Earlier this month TransCanada announced that they will no longer be moving forward with their Energy East pipeline. This news comes after Canada’s regulatory agency, the National Energy Board (NEB), expanded the scope of its review to include risks associated with oil spills, as well as upstream and downstream greenhouse gas emissions.
Some have cited the NEB’s regulatory environment as the primary reason for the project’s cancellation. While the regulatory environment has been a significant obstacle for TransCanada, the larger culprit was the current state of the oil market.
In 2013, Western Canadian Select (WCS) averaged $73/bbl with a WTI differential of $24/bbl, and Canadian producers were focused on new outlets for their growing production which they hoped would improve netbacks.
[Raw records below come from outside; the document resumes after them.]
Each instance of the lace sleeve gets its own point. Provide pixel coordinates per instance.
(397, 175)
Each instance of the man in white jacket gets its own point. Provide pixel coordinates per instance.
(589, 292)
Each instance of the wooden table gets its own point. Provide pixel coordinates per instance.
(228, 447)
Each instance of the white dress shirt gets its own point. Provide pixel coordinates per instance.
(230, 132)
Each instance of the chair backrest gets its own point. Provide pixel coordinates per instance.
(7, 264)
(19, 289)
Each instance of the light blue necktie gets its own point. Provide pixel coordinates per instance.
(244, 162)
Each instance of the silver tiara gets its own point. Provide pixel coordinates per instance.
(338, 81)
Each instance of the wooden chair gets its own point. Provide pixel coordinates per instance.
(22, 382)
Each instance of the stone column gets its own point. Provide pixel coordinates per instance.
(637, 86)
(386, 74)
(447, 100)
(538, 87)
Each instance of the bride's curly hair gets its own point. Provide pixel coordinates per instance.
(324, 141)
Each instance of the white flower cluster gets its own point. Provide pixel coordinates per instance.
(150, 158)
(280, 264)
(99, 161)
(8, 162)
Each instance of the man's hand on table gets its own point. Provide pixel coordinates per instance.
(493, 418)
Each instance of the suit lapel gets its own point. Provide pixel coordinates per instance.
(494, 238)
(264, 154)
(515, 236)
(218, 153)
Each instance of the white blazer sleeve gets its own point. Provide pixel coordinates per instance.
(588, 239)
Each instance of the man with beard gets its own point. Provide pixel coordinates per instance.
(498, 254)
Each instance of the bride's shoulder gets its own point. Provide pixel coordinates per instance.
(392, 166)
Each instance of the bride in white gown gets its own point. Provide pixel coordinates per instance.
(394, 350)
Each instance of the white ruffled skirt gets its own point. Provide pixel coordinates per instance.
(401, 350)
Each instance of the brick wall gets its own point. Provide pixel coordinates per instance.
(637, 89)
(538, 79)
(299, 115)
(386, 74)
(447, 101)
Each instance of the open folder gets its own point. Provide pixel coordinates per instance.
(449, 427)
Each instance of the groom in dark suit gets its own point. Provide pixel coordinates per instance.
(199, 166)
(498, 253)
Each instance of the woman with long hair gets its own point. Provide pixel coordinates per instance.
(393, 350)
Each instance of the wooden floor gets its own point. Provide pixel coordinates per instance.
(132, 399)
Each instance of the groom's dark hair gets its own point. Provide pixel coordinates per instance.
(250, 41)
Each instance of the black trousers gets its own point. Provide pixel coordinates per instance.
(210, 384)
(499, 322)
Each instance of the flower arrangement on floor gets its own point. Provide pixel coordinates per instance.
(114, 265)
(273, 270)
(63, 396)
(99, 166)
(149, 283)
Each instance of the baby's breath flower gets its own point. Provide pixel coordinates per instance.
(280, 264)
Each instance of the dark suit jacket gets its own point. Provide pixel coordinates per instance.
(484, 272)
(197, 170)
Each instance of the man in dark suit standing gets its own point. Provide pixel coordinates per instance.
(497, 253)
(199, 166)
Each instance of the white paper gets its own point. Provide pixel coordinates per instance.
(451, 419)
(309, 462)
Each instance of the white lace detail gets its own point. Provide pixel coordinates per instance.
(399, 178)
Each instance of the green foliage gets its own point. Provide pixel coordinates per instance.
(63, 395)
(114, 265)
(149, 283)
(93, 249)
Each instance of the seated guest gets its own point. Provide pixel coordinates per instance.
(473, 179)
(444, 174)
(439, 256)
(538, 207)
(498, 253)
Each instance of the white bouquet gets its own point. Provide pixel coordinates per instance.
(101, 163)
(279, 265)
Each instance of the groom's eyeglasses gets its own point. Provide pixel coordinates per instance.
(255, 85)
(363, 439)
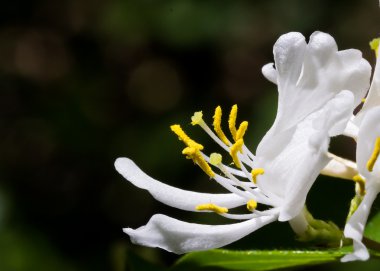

The Canadian midstream sector responded with gusto, announcing Energy East and several other projects, each intended to transport volumes from Western Canadian plays to a variety of US and Canadian destinations.
However, the weakened crude price environment has materially lowered the expected outlook for Western Canadian production since the crash, diminishing the need for all projects to move forward.
The following chart compares the Canadian Association of Petroleum Producer’s 2014 production forecast to BTU Analytics’ current forecast, which includes realized volumes in 2016 and 2017, and shows Canada’s current and future pipeline capacity.
Even without Energy East, which is not displayed above, Canadian supply is not on track to keep up with planned takeaway capacity. BTU Analytics forecasts that with the current project lineup and low oil prices, Canadian supply will not approach nameplate capacity through 2021. Energy East would only have widened this gap.